A 1970s car buyer’s guide describes the Grand Marquis as Mercury’s “Queen Mary” noting it was one of the quieter big cars, with much better than average road manners and EPA average fuel economy ratings with the 460 engine of 13 mpg (U.S.) or around 18 litres/100 km. In 1976 it would have set its first owner back $6,439 (U.S.).
The Marquis name was first used on a line-topping two-door hardtop version of the Mercury Monterey in 1967, the Mercury brand providing a slightly more upscale option for Ford buyers. The Marquis name replaced Monterey in 1975 and Grand Marquis was initially applied to the top trim line of that range. It became a model in its own right in 1983, which remained in production until early last year when the Mercury brand, created in 1938, was axed by Ford.
If not quite the height of Ford Motor Company luxury in the 1970s – its Lincoln division provided that – the Grand Marquis was certainly a ride, particularly in its two-door hardtop form, that would have drawn admiring glances from those who appreciated traditional-style American motoring, a group that includes Whiteman.
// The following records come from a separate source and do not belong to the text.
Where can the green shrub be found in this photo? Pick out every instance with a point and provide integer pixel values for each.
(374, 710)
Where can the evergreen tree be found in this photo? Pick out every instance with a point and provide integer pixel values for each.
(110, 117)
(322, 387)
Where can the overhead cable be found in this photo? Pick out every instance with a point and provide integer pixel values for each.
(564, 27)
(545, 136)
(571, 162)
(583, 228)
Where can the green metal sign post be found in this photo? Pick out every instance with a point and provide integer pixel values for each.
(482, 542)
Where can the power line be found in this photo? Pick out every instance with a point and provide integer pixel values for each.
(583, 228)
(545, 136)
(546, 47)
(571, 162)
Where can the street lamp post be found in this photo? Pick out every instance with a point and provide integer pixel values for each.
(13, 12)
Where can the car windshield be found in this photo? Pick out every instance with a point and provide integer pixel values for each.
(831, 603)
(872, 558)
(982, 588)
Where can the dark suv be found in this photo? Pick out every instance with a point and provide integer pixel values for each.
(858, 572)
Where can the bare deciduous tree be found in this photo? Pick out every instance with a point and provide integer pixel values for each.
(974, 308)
As the dealership’s long-time service manager, one of his perks was driving a succession of the latest models. “And I was always a big-car man.
“When I was taking a new car from the lot every few months, I had Monarchs, Grand Marquis and Crown Victorias. I always stuck to the big cars.”
And he still does, garaging a 1987 Lincoln Town Car, also in mint condition and with only 50,000 miles on its odometer, beside the Grand Marquis.
That Whiteman’s career and car preferences became linked to Ford may have had something to do with growing up literally “over the fence” from the dealership started by Howard Wells and a partner “back in the Model A days.”
Wells hired him as an apprentice mechanic in the early 1950s. Wells Ford Mercury Sales is now being operated by the third generation of the family. And all four of Whiteman’s sons had part-time jobs there while growing up, and one has put in 30 years or so as a full-time employee.
Whiteman spent 35-plus years as the dealership’s service manager – serving Ford as part of its Professional Service Managers advisory group – and planned to retire in 2000, but “was talked into staying on,” the family-run operation sticking with him, along with his now-departed wife Shirley, through a lengthy bout with a paralyzing illness.
Whiteman’s Grand Marquis, which has “everything on it” in the way of options, has never been painted and, with only 8,000 miles under its wheels, shows barely any patina to indicate it’s been around for 36 years, one of only 9,207 hardtop Grand Marquis made in 1976.
This truly grand survivor was originally sold in the United States and spent most of its life there, much of it apparently in a museum. The story behind why somebody handed over $6,439 (U.S.) for a car most would have been more than a little proud to be seen behind the wheel of but who only put a few thousand miles under its wheels remains a mystery.
Back in 1976
The 1976 Mercury Grand Marquis costs $6,439 (U.S.) to buy, the average annual income in the United States is $16,000, the average house costs $43,400 and gas sells for 56 cents a gallon.
The Concorde takes flight commercially, Ford launches its new Fiesta, Apple Computer is founded by Steve Jobs and Steve Wozniak and IBM introduces the first laser printer.
Punk rockers The Ramones release their first album, Irish rock band U2 is formed, Bob Marley and his manager are shot, The Band performs its farewell concert in San Francisco and The Eagles release Hotel California.
Johnny Rutherford wins the shortest Indy 500 staged, the event abbreviated to 102 laps and 255 miles by rain. Formula One driver Niki Lauda is severely burned in a crash in the German Grand Prix.